-
Notifications
You must be signed in to change notification settings - Fork 2
transform non numerical labels to numerical labels with LabelEncoder
- examples of features using non numerical labels
- converts non-numerical labels to numerical labels with LabelEncoder
read the titanic dataset
>>> import pandas as pd
>>> df = pd.read_csv("titanic.csv")
>>> df.shape
(891, 15)
>>> df.columns
Index(['survived', 'pclass', 'sex', 'age', 'sibsp', 'parch', 'fare','embarked', 'class', 'who', 'adult_male', 'deck', 'embark_town', 'alive', 'alone'], dtype='object')
see all the data types
sex, embarked, class, who, deck , embark_town and alive use strings (object datatype)
>>> df.dtypes
survived int64
pclass int64
sex object
age float64
sibsp int64
parch int64
fare float64
embarked object
class object
who object
adult_male bool
deck object
embark_town object
alive object
alone bool
dtype: object
select all columns except the ones having string datatype
>>> df.select_dtypes(exclude ='object').head(3)
survived pclass age sibsp parch fare adult_male alone
0 0 3 22.0 1 0 7.2500 True False
1 1 1 38.0 1 0 71.2833 False False
2 1 3 26.0 0 0 7.9250 False True
select all columns having string datatype
>>> df.select_dtypes(include ='object').head(3)
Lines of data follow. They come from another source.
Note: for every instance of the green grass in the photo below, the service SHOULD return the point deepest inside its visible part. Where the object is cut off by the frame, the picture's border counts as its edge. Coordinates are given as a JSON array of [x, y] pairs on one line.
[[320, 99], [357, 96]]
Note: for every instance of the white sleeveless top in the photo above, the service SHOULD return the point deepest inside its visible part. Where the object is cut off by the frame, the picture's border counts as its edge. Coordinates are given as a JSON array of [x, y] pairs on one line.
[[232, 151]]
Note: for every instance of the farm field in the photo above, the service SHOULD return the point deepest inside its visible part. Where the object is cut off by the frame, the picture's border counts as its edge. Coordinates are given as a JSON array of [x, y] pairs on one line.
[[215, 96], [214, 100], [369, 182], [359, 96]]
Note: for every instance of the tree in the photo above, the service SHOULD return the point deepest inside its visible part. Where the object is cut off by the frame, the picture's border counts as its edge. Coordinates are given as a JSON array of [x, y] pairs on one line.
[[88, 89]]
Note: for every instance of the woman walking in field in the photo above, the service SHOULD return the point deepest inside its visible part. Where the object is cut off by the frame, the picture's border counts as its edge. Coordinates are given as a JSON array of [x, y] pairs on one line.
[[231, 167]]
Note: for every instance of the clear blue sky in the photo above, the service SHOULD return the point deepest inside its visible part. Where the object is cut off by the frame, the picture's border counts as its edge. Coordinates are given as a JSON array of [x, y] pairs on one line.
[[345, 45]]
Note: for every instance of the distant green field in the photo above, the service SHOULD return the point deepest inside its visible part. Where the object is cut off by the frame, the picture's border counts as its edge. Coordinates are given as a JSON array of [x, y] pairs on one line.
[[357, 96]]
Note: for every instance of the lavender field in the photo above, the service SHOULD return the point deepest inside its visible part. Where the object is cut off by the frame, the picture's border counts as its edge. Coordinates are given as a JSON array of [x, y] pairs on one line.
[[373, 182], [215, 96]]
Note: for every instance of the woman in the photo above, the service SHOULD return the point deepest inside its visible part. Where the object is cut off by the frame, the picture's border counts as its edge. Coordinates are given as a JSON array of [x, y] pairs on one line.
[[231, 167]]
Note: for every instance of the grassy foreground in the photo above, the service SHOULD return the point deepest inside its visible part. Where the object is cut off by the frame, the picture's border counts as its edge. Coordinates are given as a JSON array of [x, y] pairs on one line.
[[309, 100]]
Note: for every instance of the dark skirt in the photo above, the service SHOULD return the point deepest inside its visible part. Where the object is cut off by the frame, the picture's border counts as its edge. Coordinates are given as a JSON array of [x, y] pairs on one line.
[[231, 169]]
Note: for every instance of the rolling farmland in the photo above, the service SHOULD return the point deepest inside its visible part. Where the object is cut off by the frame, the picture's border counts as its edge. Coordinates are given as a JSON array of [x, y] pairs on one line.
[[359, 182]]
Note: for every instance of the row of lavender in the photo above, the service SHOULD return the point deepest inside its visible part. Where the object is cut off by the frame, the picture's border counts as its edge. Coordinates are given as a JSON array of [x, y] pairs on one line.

sex embarked class who deck embark_town alive
0 male S Third man NaN Southampton no
1 female C First woman C Cherbourg yes
2 female S Third woman NaN Southampton yes
select all columns having bool datatype
>>> df.select_dtypes(include ='bool').head(3)
adult_male alone
0 True False
1 False False
2 False True
LabelEncoder is an encoder available in the SciKit python library.
It converts non-numerical labels (text) to numerical labels (integers), which machine learning algorithms can better understand.
It encodes labels with value between 0 and N-1.
let's consider the following data:
country
0 Germany
1 Germany
2 Spain
3 France
4 Germany
LabelEncoder converts non-numerical labels to numerical labels.
The 3 countries are replaced by the numbers 0, 1, and 2.
country
0 1
1 1
2 2
3 0
4 1
Example
import the preprocessing package from sklearn
>>> from sklearn import preprocessing
instanciate the class LabelEncoder
>>> le = preprocessing.LabelEncoder()
apply the method fit to fit the instance of labelencoder
>>> le.fit(["France", "Spain", "France", "Germany", "Germany", "Germany"])
LabelEncoder()
there are 3 classes
>>> le.classes_
array(['France', 'Germany', 'Spain'], dtype='<U7')
>>> list(le.classes_)
['France', 'Germany', 'Spain']
apply the method transform to the instance of labelencoder class. this will encode labels
>>> le.transform(['Germany', 'Germany', 'Spain', 'France', 'Germany'])
array([1, 1, 2, 0, 1])
>>> list(le.transform(['Germany', 'Germany', 'Spain', 'France', 'Germany']))
[1, 1, 2, 0, 1]
apply the method inverse_transform to the instance of labelencoder class to get the original encoding
>>> le.inverse_transform([2, 2, 1])
array(['Spain', 'Spain', 'Germany'], dtype='<U7')
>>> list(le.inverse_transform([2, 2, 1]))
['Spain', 'Spain', 'Germany']
The problem with LabelEncoder is that there are different numbers in the same column.
So the algorithm might conclude Spain (2) > Germany (1) > France (0) ...
Also if your algorithm internally calculates the average, let's say for Spain (2) and France (0) it will get (2 + 0)/2=1 this would mean the average of Spain (2) and France (0) is Germany (1) ...
To overcome this problem, we use OneHotEncoder instead of LabelEncoder.